Eine Arbeitnehmerin verlangte nach dem Entgelttransparenzgesetz Auskunft darüber, nach welchen Kriterien ihr Gehalt festgelegt wurde und wie hoch die Vergütung vergleichbarer männlicher Kollegen in mehreren Kalenderjahren war. Außerdem wollte sie die Auskunft unternehmensweit und nicht nur für ihren Standort erhalten.
Der Arbeitgeber lehnte dies ab. Das Bundesarbeitsgericht musste klären, wie weit der gesetzliche Auskunftsanspruch tatsächlich reicht.
Rechtliche Grundlagen
Nach §§ 10 ff. EntgTranspG können Beschäftigte Auskunft über die Kriterien der Entgeltfindung sowie über das Vergleichsentgelt verlangen, um mögliche Entgeltbenachteiligungen wegen des Geschlechts aufzudecken. Der Anspruch ist jedoch gesetzlich begrenzt. Er dient der Vorbereitung eines möglichen Anspruchs auf gleiches Entgelt nach Art. 157 AEUV und dem Entgelttransparenzgesetz.
Entscheidung des Gerichts
Das BAG stellte klar, dass sich der Auskunftsanspruch nur auf das letzte vor dem Auskunftsverlangen abgeschlossene Kalenderjahr bezieht.

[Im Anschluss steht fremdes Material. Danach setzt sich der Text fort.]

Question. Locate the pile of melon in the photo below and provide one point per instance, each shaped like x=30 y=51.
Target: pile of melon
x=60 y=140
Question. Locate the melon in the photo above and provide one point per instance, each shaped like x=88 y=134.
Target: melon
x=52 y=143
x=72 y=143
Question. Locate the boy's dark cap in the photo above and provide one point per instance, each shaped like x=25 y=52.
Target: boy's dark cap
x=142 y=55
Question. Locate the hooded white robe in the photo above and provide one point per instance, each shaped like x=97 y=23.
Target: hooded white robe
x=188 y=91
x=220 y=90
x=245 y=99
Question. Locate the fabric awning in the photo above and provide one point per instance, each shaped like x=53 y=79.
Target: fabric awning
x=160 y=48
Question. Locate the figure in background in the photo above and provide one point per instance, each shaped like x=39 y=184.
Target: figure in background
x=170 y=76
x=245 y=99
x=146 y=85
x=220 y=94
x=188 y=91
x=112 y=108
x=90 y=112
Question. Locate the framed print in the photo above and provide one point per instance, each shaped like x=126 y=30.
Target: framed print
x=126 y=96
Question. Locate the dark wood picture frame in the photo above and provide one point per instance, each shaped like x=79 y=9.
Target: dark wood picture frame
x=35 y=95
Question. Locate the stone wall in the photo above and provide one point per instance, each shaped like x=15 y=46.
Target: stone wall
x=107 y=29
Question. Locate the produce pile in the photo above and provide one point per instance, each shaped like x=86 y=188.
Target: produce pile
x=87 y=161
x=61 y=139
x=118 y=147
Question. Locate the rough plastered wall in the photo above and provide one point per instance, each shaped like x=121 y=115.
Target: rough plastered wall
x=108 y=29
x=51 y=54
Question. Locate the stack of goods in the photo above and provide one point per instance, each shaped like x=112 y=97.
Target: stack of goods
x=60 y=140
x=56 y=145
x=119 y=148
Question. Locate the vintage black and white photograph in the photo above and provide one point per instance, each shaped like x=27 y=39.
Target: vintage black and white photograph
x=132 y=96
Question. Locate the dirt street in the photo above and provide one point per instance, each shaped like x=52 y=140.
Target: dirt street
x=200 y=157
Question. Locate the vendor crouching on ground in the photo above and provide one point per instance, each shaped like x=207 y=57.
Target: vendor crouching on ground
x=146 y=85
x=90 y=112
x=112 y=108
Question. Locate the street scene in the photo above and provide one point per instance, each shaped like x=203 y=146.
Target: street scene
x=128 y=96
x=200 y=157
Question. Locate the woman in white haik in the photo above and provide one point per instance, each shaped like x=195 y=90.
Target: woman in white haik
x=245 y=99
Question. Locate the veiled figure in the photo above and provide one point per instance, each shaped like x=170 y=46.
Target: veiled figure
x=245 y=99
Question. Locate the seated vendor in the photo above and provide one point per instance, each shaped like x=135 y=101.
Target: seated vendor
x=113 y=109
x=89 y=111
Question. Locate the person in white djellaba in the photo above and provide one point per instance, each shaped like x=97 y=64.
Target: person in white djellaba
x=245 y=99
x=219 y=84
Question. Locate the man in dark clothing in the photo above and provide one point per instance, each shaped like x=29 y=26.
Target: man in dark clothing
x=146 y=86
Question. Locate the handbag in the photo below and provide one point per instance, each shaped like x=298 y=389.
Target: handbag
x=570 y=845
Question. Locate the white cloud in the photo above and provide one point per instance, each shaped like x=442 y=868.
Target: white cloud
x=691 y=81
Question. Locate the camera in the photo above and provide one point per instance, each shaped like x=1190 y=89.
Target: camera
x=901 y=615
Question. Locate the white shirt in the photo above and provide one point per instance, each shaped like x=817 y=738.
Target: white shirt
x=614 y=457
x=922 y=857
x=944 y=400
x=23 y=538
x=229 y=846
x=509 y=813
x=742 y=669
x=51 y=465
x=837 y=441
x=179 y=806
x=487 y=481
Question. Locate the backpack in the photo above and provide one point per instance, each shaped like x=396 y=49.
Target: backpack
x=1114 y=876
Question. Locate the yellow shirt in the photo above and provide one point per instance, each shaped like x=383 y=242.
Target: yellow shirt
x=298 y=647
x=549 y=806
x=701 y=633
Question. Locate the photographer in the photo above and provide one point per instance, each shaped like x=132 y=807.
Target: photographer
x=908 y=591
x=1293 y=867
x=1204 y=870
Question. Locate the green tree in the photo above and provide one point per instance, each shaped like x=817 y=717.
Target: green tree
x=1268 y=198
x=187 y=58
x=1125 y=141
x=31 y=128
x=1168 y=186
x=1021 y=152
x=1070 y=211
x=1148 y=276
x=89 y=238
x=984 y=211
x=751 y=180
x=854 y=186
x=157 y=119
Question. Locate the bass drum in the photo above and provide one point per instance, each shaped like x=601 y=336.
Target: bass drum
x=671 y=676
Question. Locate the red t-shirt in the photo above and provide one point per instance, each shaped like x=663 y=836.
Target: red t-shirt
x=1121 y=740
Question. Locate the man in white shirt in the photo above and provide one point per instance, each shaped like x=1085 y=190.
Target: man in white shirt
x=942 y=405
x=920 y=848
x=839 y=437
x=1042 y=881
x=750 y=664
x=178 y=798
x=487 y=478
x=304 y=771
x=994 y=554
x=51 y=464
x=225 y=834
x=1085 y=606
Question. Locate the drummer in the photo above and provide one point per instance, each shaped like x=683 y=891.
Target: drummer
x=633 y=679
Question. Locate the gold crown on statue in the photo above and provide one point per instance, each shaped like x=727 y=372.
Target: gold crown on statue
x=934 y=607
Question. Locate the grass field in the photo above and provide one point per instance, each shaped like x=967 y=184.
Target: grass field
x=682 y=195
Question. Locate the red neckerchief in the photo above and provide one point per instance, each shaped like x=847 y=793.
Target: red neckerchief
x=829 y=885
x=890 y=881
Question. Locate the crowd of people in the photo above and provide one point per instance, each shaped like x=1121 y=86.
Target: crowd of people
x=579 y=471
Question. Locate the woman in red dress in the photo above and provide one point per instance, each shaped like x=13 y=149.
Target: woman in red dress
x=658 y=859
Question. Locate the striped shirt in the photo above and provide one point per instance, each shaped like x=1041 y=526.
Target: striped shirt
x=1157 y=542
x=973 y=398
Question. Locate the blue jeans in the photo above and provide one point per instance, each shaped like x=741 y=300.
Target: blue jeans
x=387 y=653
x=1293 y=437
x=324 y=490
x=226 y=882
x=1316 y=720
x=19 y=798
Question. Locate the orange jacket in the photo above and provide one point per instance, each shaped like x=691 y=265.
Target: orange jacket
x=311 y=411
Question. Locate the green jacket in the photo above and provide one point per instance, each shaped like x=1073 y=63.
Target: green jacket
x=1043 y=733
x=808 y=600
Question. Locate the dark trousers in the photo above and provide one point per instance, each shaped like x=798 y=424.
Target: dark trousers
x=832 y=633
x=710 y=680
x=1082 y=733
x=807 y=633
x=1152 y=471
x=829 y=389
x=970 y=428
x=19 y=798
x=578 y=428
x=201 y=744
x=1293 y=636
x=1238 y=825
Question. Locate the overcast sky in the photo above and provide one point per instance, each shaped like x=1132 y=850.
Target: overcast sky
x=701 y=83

Außerdem besteht der Anspruch nur für den jeweiligen Betrieb, nicht für das gesamte Unternehmen.
Ob die Klägerin für das maßgebliche Kalenderjahr 2018 einen Auskunftsanspruch hat, konnte das BAG noch nicht abschließend entscheiden. Das Verfahren wurde insoweit an das Landesarbeitsgericht zurückverwiesen, damit insbesondere die Vergleichbarkeit der Tätigkeiten und die betriebliche Zuordnung geprüft werden.
👉 Einordnung / Bedeutung für die Praxis
Das Urteil schafft Klarheit über die Grenzen des Auskunftsanspruchs nach dem Entgelttransparenzgesetz. Beschäftigte können grundsätzlich Auskunft verlangen, müssen sich aber auf das letzte abgeschlossene Kalenderjahr und den eigenen Betrieb beschränken. Unabhängig davon bleibt ein Anspruch auf gleiches Entgelt nach europäischem Recht auch betriebsübergreifend möglich.